Records and tables
In Microsoft Power Apps, you can create a canvas app that accesses information in Excel, SharePoint, SQL Server, and several other sources that store data in records and tables. To work most effectively with this kind of data, you need to learn more about the concepts that underlie these structures.
A record contains one or more categories of information about a person, place, or thing. For example, a record might contain the name, email address, and phone number of a single customer. Other tools refer to a record as a "row" or an "item".
A table holds one or more records that contain the same categories of information. For example, a table might contain the names, email addresses, and phone numbers of 50 customers.
In your app, you'll use formulas to create, update, and manipulate records and tables. You'll probably read and write data to an external data source, which is an extended table. In addition, you might create one or more internal tables, which are called collections.
You can build various formulas that take the name of a table as an argument, just as a formula in Excel takes one or more cell references as arguments. Some formulas in Power Apps return a table that reflects the other arguments that you specify.
Elements of a table
For the following examples, this table will be assumed to be from a data source named YourInventory.
Records
Each record contains at least one category of information for a person, a place, or a thing. The example above shows a record for each product (Chocolate, Bread, and Water) and a column for each category of information (Price, Quantity on Hand, and Quantity on Order).
The most common way to retrieve a record from a table is to use the LookUp function. For example, to return the Bread record you would use the following formula.
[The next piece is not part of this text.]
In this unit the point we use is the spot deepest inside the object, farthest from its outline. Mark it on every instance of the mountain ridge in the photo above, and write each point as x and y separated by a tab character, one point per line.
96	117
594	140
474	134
LookUp(YourInventory, Name = "Bread")
This would return the entire record for the Bread product. The LookUp function is covered in detail later in this module.
Fields
A field is an individual piece of information in a record. You can visualize this as a value in a column for a record.
As with a control, you refer to a field of a record by using the decimal (.) operator on the record. For example, LookUp(YourInventory,Name = "Bread").Price returns the value $ 4.95. You could display this output in a Label control or use it with other controls or functions within your app where you need to reference the value.
Columns
A column refers to the same field for one or more records in a table. In the above example, each product has a price field, and that price is in the same column for all products. The above table has four columns, shown horizontally across the top:
Name
Price
Quantity on Hand
Quantity on Order
The column's name reflects the fields in that column.
All values within a column are of the same data type. In the above example, the "Quantity on Hand" column always contains a number and can't contain a string, such as "12 units," for one record. The value of any field can also be blank.
You might have referred to columns as "fields" in other tools. Sometimes you need to reference an entire column for a function or control. An example of this is if you wanted to use the Name column to populate the choices in a drop-down control. You could reference the Name column by setting the Items property for the drop-down control to YourInventory.Name. This would then populate the drop-down control with Chocolate, Bread, and Water.